独立系ソフトウェアベンダー(ISV)のシステムインテグレータは、2014年1月22日に東証1部への上場を果たした。同社が13年度(14年2月期)に開始した3年間の中期経営計画では、14年度で東証2部へ上場することを目標としていたが、今回の上場市場変更は前倒し・飛び級での達成となる。同社は、2期連続で売上高・営業利益とも過去最高を記録し、今年度も通期予想の売上高を上方修正するほどの好業績を挙げている。梅田弘之社長に好調の要因や今後の戦略を聞いた。
飛び級で東証1部に上場
──今年1月22日、御社は東証1部に上場されました。このタイミングで上場市場の変更に踏み切った理由を教えてください。 梅田 2011・12年度の2期連続で過去最高の業績を達成したことや、12年3月に東京証券取引所が上場の形式基準を緩和したことを受けて、13年度(14年2月期)にスタートした3年間の中期経営計画に、東証2部への上場という目標を盛り込みました。当初は、14年度での2部上場を目指していましたが、今期は順調にビジネスが伸びていて、前倒しで市場変更を実現できる可能性が出てきました。株主数と時価総額が形式基準を満たしていなかったので、まさか東証1部に上場できるとは思っていませんでしたが、株の立会外分売と積極的なIRを進めたところ、形式基準をクリアでき、今年1月15日に東証1部への上場が承認されました。

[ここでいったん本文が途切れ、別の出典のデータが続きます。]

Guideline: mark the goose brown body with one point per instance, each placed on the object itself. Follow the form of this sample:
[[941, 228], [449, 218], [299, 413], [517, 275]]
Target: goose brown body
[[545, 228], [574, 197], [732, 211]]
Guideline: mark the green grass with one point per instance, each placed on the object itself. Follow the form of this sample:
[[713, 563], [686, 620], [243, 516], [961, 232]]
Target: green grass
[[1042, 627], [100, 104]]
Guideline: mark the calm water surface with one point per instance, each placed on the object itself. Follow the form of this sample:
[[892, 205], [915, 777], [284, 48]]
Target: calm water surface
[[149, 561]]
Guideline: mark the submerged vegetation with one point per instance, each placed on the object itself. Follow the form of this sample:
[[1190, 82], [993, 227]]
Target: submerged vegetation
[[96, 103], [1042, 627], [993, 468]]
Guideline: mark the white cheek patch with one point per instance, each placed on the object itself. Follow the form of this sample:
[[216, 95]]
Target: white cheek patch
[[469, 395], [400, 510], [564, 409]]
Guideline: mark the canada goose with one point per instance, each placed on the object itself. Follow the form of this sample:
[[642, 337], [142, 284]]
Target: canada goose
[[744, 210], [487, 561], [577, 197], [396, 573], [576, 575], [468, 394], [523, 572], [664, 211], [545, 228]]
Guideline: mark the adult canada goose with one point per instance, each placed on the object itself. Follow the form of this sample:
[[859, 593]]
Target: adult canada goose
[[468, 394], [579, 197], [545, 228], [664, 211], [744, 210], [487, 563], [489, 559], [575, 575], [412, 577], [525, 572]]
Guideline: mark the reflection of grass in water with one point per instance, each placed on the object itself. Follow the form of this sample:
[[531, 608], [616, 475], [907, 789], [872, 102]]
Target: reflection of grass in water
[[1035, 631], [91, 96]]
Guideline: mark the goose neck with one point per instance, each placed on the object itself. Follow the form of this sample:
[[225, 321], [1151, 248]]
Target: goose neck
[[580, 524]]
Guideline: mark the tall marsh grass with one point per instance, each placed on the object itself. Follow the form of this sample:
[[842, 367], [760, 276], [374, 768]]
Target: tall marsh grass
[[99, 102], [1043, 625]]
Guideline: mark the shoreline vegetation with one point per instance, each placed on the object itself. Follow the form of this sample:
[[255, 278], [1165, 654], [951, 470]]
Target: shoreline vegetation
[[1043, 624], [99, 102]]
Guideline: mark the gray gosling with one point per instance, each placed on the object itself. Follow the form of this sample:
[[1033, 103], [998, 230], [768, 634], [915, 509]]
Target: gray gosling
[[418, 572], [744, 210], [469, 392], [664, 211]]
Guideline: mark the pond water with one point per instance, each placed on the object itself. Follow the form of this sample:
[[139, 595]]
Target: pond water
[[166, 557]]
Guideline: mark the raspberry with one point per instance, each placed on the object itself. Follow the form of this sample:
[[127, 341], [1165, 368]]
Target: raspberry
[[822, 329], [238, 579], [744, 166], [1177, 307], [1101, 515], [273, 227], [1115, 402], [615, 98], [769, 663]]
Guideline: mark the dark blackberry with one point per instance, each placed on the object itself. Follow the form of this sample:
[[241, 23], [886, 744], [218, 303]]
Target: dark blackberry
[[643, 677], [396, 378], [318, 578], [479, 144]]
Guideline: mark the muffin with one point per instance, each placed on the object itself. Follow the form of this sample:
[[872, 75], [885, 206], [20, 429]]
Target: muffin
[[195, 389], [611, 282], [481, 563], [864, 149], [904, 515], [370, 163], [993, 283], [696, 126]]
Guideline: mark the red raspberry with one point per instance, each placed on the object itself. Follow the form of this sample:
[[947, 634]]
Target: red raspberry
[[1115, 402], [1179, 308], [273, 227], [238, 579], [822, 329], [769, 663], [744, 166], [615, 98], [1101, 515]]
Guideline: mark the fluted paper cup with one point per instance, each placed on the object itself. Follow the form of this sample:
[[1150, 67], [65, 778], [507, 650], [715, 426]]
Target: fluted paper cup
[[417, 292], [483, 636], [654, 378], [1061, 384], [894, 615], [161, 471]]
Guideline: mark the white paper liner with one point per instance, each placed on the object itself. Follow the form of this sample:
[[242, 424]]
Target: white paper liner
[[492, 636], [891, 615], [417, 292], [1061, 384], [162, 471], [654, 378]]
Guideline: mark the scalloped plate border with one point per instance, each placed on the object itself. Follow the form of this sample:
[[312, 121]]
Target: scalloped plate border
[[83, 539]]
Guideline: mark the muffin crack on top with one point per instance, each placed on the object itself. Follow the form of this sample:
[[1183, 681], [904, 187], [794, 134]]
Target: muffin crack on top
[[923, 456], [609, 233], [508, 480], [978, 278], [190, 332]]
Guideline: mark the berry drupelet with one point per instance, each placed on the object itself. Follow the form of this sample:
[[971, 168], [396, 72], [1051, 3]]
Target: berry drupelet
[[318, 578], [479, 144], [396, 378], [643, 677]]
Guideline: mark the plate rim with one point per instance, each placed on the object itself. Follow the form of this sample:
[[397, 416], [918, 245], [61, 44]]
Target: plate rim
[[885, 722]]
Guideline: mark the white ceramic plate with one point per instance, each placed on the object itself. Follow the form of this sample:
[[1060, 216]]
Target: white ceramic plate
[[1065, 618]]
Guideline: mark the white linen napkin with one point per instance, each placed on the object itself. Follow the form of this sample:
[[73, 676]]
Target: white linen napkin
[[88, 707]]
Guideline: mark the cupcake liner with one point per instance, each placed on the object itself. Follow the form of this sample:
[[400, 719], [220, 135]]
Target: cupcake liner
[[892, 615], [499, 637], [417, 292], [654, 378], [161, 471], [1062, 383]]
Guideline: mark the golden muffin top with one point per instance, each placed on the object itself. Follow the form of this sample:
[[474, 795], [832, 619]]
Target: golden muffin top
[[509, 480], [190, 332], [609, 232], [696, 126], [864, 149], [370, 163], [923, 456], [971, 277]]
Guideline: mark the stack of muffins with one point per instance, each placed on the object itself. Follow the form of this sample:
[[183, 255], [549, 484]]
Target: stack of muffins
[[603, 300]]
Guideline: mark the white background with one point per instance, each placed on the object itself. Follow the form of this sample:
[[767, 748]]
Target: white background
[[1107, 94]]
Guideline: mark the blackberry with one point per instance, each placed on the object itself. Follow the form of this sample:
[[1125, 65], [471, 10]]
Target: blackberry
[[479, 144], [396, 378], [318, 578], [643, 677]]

──形式基準以外にも、上場の審査基準には企業の継続性などの適格要件が設けられています。御社のどんなところが評価されたのでしょうか。 梅田 常駐派遣型のビジネスを展開しているIT企業が多いなかで、オリジナリティのあるパッケージソフトを開発してきたことが評価されたと思います。また、当然のことではありますが、不正をしないクリーンな経営を実現していることも評価されたと考えています。当社は、06年に東証マザーズに上場する以前から内部統制の強化に取り組んでいて、従業員のサービス残業などは一切ありませんと胸を張って言うことができます。
そして、自社にERPを導入して、経営の合理化を進めていることも影響していると思います。IT企業は、ITを販売してお客様の経営の合理化を支援している割には、自社のIT化が遅れているケースが多いのが実情です。当社は従業員数が130人ほどの企業ですが、受注管理や販売管理システムだけでなく、プロジェクト管理システムによって開発プロジェクトを見える化したり、営業がSFAを活用したりしています。社内のペーパーレス化も実現しています。同じくらいの規模のIT企業で、ここまで積極的にITを活用して経営を合理化しているところは多くないはずです。

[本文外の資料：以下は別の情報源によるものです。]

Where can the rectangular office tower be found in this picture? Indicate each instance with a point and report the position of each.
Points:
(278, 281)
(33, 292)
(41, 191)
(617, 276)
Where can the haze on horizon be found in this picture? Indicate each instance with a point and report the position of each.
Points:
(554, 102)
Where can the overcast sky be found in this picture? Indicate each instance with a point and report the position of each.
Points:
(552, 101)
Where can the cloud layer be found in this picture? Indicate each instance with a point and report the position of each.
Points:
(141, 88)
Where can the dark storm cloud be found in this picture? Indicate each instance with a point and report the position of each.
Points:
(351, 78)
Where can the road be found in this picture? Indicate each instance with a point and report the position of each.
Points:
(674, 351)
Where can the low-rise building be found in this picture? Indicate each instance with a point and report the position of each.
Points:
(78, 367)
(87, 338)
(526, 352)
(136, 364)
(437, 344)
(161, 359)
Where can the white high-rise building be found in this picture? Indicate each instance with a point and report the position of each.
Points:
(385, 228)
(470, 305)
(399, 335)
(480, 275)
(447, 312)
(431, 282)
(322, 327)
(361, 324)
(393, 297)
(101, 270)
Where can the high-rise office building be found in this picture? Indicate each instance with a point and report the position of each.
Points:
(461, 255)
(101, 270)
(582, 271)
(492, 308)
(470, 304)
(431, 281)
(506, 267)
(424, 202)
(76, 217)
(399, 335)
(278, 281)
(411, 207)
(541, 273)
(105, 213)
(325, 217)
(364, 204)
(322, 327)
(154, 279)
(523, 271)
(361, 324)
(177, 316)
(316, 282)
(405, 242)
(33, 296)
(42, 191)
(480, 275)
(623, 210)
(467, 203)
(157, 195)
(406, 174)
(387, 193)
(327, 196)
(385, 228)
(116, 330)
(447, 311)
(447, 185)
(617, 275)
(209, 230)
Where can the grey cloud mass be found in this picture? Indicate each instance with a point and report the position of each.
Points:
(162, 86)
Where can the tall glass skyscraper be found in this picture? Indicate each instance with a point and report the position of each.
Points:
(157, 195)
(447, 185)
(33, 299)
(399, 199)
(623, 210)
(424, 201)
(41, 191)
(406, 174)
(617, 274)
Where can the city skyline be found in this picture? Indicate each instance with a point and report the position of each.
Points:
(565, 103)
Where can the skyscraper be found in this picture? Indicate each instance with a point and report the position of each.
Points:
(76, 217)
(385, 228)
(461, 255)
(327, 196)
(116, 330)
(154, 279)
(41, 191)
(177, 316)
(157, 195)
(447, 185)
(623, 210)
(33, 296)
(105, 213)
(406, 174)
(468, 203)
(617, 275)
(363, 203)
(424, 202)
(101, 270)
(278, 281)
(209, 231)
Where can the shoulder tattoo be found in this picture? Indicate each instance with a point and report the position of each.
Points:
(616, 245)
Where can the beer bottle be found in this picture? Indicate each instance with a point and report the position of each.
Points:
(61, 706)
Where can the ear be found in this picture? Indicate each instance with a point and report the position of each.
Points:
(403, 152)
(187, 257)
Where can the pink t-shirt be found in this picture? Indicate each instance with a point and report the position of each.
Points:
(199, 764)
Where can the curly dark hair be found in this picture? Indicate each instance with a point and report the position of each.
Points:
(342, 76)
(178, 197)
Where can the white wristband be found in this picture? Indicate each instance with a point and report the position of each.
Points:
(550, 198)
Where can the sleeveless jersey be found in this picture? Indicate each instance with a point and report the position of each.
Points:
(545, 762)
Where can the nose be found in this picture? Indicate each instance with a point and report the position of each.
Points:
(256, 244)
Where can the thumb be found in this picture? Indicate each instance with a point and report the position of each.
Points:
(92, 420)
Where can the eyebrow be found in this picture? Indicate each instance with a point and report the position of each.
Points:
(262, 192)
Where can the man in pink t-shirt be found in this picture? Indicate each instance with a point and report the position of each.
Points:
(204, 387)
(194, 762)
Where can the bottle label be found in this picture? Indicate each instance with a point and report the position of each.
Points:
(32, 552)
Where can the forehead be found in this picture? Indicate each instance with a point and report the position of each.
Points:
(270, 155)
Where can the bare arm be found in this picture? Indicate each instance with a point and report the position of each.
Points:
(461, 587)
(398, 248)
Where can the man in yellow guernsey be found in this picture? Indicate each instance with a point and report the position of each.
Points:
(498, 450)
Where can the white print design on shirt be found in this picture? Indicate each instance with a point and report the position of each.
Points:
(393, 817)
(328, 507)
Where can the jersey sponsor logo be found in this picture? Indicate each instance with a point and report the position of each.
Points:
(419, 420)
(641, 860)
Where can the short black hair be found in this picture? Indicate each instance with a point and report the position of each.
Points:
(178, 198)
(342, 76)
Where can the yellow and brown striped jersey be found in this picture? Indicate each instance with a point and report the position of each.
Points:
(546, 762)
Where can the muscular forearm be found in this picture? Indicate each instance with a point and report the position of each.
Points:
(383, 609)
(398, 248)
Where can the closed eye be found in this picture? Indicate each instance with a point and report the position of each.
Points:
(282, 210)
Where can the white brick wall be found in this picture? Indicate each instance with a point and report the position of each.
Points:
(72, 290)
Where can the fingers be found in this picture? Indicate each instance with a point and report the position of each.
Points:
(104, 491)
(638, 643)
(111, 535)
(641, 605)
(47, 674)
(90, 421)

──梅田社長は、東証1部に上場することの意義をどのようにお考えですか。 梅田 東証1部に上場したからといって、何か特別なことをするわけではありません。13年度に新しい中期経営計画をスタートして、新製品の開発や海外ビジネスなどに積極的に取り組んでいるところです。上場市場の変更も、その動きの一つに過ぎません。ただし、東証1部に上場すれば、企業の信頼感が増大して、人材も採用しやすくなりますので、いろいろな挑戦をしやすくなるとは考えています。